MacIsUs commented 3 years ago

Fair enough. I’m thinking that maybe you should see how many people are interested in this service. And get a “beta” test group. Im sure enough of us would chip in enough to cover cost. And once it’s going new users then would have a set subscription fee maybe? Just a thought. I’m not even sure if this is what I need. I’d really like to be able to access my Prusa i3 MK3s from anywhere to cancel a print if it begins to fail when I’m not home. Maybe you have another option to suggest? Or is this even what I’m looking for? Thanks for such a quick reply!!!

callumj commented 3 years ago

AWS load balancers provide SSL termination - is that something that can bring the cost down?
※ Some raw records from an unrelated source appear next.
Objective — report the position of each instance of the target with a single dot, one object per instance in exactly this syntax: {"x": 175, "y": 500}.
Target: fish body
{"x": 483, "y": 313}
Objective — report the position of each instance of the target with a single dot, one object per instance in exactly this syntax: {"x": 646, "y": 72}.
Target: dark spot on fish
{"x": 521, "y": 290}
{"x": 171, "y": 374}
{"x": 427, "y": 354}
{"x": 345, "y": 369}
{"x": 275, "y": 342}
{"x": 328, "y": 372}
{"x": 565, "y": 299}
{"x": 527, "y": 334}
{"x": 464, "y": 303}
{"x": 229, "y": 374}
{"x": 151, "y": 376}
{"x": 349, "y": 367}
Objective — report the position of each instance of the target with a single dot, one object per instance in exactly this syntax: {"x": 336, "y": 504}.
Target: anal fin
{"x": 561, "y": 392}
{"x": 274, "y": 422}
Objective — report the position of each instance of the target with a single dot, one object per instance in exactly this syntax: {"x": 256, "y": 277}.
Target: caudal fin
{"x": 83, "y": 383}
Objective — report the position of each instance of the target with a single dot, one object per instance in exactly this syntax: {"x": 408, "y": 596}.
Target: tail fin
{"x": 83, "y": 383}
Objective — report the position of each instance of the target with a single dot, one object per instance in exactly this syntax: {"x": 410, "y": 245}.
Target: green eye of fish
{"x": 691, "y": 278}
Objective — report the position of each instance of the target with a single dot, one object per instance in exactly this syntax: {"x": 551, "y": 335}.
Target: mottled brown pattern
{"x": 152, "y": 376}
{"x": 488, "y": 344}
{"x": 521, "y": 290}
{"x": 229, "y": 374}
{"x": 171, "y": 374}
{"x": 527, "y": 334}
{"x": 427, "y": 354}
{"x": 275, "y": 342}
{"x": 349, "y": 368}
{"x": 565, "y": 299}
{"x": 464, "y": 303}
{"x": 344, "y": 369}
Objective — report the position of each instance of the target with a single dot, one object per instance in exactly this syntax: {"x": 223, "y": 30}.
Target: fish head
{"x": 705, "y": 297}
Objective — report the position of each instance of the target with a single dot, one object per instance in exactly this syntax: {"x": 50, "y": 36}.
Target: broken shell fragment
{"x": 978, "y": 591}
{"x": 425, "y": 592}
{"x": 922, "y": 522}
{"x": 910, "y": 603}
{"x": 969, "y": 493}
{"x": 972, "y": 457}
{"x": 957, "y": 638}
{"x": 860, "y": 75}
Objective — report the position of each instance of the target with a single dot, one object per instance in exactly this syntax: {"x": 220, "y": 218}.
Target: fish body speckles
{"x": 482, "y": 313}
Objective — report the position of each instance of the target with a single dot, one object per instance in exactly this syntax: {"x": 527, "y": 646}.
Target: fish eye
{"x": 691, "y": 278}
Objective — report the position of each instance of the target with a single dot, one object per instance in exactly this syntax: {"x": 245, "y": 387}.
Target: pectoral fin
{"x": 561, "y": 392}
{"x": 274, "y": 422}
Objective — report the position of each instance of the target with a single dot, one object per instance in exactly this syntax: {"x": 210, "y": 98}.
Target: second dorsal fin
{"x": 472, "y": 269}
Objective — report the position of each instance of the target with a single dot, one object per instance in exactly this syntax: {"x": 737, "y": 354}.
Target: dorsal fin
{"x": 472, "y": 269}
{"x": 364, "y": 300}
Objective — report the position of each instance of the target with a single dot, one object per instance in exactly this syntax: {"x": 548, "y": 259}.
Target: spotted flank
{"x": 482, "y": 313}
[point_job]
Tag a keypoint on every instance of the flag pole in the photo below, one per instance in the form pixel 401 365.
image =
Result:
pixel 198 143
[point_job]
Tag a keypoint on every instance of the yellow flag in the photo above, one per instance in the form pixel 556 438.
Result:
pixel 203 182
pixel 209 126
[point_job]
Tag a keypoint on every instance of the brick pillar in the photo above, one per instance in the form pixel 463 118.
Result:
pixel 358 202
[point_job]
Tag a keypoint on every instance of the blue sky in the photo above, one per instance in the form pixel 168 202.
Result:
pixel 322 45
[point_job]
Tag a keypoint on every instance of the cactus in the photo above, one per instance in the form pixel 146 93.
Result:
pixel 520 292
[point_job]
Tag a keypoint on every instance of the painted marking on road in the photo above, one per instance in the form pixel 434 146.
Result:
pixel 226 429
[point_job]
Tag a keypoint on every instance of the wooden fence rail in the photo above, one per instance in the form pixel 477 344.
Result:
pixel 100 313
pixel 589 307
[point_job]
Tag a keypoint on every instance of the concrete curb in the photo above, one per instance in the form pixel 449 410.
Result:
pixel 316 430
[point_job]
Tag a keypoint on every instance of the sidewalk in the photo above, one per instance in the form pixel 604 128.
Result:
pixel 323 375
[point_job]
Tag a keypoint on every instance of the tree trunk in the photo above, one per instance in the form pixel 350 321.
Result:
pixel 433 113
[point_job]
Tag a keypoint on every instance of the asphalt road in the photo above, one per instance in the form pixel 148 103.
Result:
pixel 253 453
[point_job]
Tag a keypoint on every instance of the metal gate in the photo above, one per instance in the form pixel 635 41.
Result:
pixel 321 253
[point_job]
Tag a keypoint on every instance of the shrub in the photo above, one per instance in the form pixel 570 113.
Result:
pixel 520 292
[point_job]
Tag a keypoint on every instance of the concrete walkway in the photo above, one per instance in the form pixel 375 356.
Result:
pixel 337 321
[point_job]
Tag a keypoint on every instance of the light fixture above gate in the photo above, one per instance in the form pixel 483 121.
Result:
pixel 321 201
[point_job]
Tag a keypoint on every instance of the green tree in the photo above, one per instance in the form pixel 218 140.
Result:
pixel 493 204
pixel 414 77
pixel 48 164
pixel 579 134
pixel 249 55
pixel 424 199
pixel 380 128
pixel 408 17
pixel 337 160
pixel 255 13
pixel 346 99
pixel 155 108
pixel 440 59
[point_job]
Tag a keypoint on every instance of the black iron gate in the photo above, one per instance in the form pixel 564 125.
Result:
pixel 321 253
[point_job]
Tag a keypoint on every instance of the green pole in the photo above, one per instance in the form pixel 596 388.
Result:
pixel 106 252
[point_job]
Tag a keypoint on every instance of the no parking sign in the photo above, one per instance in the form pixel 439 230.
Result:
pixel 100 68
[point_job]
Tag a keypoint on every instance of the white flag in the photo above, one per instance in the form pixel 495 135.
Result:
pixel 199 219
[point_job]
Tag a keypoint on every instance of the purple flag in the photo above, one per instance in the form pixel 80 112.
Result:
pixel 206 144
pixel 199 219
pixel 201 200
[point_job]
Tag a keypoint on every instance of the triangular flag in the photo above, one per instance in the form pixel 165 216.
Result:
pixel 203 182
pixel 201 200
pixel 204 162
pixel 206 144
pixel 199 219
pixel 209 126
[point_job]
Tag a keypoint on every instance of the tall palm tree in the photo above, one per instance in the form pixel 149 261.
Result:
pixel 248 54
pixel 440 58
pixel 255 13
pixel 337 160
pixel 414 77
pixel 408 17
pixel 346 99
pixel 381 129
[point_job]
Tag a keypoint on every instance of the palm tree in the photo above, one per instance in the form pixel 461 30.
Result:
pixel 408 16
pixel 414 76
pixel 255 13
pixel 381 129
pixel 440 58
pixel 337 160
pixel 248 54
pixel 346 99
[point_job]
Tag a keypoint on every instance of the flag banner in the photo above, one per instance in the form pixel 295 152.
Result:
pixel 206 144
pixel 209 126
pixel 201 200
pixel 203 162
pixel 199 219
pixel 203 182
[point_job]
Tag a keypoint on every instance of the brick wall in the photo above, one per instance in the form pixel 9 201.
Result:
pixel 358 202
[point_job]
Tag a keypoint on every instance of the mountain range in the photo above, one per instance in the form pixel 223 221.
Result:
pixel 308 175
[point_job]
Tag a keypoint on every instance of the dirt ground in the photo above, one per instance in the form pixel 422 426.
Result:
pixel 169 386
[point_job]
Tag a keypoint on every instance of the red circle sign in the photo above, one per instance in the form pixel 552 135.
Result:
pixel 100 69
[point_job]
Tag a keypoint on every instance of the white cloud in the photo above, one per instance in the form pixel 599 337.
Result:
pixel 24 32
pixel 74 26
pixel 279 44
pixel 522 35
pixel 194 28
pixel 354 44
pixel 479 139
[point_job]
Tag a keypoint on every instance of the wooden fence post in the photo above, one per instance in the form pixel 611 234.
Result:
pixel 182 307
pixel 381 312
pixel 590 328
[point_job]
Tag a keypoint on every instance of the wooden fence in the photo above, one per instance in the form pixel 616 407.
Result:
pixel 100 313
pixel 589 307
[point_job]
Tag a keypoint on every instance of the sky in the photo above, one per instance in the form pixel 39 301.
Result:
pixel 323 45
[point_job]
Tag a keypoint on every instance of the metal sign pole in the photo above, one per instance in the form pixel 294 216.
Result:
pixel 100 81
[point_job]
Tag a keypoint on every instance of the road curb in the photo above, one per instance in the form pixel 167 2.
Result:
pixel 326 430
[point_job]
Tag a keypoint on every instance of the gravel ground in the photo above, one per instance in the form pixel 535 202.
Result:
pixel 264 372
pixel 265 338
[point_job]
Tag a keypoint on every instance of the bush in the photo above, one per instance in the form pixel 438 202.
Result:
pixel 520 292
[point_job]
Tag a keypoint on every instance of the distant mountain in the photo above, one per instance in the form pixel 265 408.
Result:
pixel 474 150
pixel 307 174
rickyhoots commented 3 years ago

Thanks for everyones help and input. My concern is not so much about how to set up things but with the hosting cost. As you guys know I try my best to keep this software 100% free. Right now I'm running Lightsail on the cheapest plan which provides an extremely limited environment. My concern is running out of memory or CPU by adding more services to this limited Lightsail instance. This means that maybe by adding this extra workload, I will need to move to the next Lightsail plan. ... ... Regards, Gaston

Hi Gaston,

I understand the concern and would propose a solution, albeit workaround from my side. Let me pay for the additional cost. I see the basic Lightsail plan is $3.5 a month, I propose to upgrade to the $10.0 a month (or something similair from another party if your prefer) and I will pick up the tab. It's the least I can do and 'give back' and as an added bonus the app wil be safer and maybe some other new sparkly feature because of the added capacity.
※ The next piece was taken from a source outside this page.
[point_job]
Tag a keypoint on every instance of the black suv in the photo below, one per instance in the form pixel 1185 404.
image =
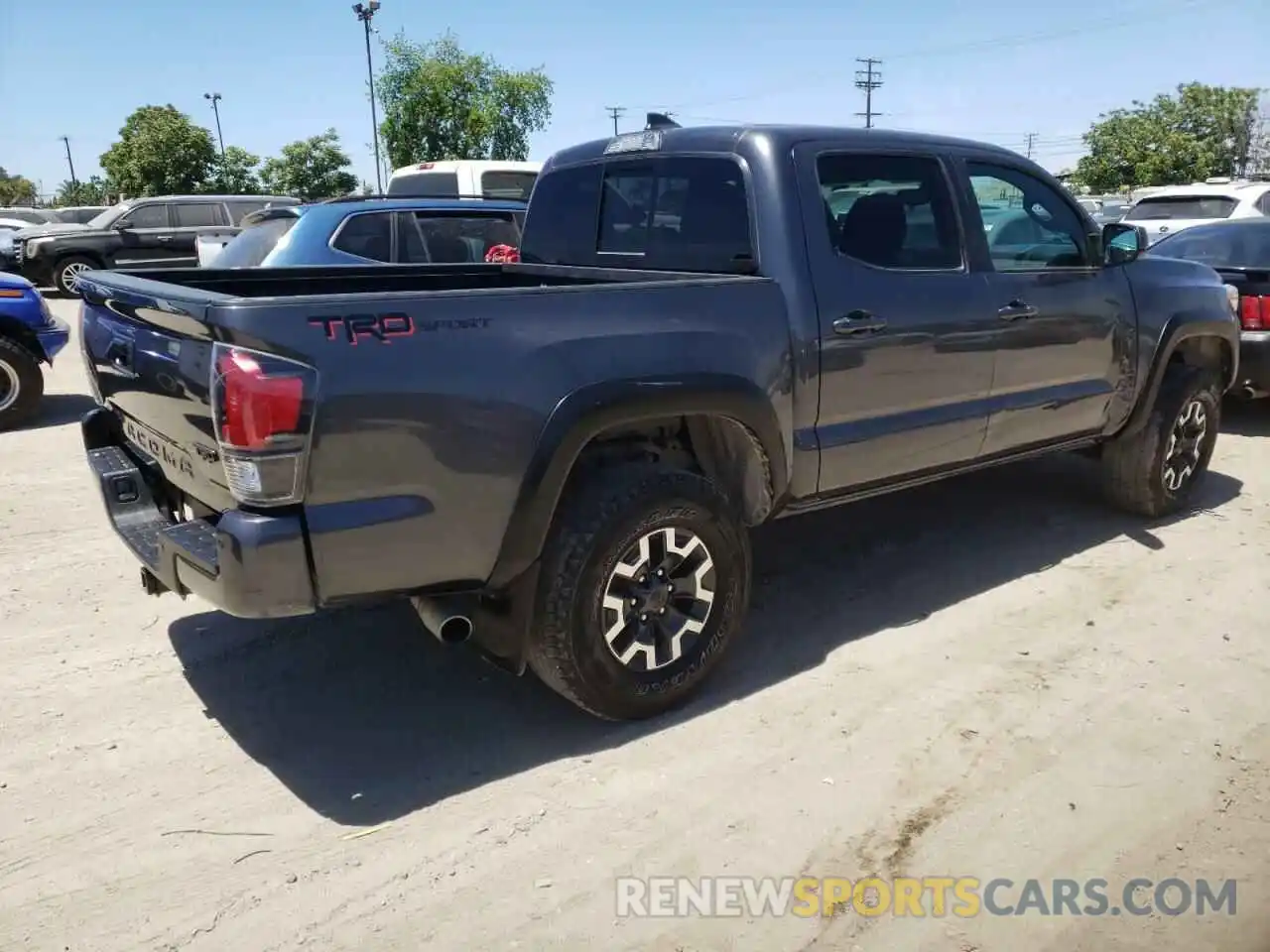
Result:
pixel 141 232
jollino commented 3 years ago

We should definitely add a prominent option for a tip jar, at least to cover the costs of these services (and I would absolutely not object to Gaston keeping the rest, given all the work he's putting into all of this!)

For what it's worth, interesting alternatives are:

For reference, the current/basic Lightsail instance has 1 vCPU, 0.5 GB RAM, 20 GB SSD, 1 TB traffic for $3.50/mo (give or take €2.97/mo).

Note: I'm not affiliated with any of these companies, but I've been doing some research for a small project of mine. I did use Hetzner's CX11 VPS for a few months for another test and it worked well for me.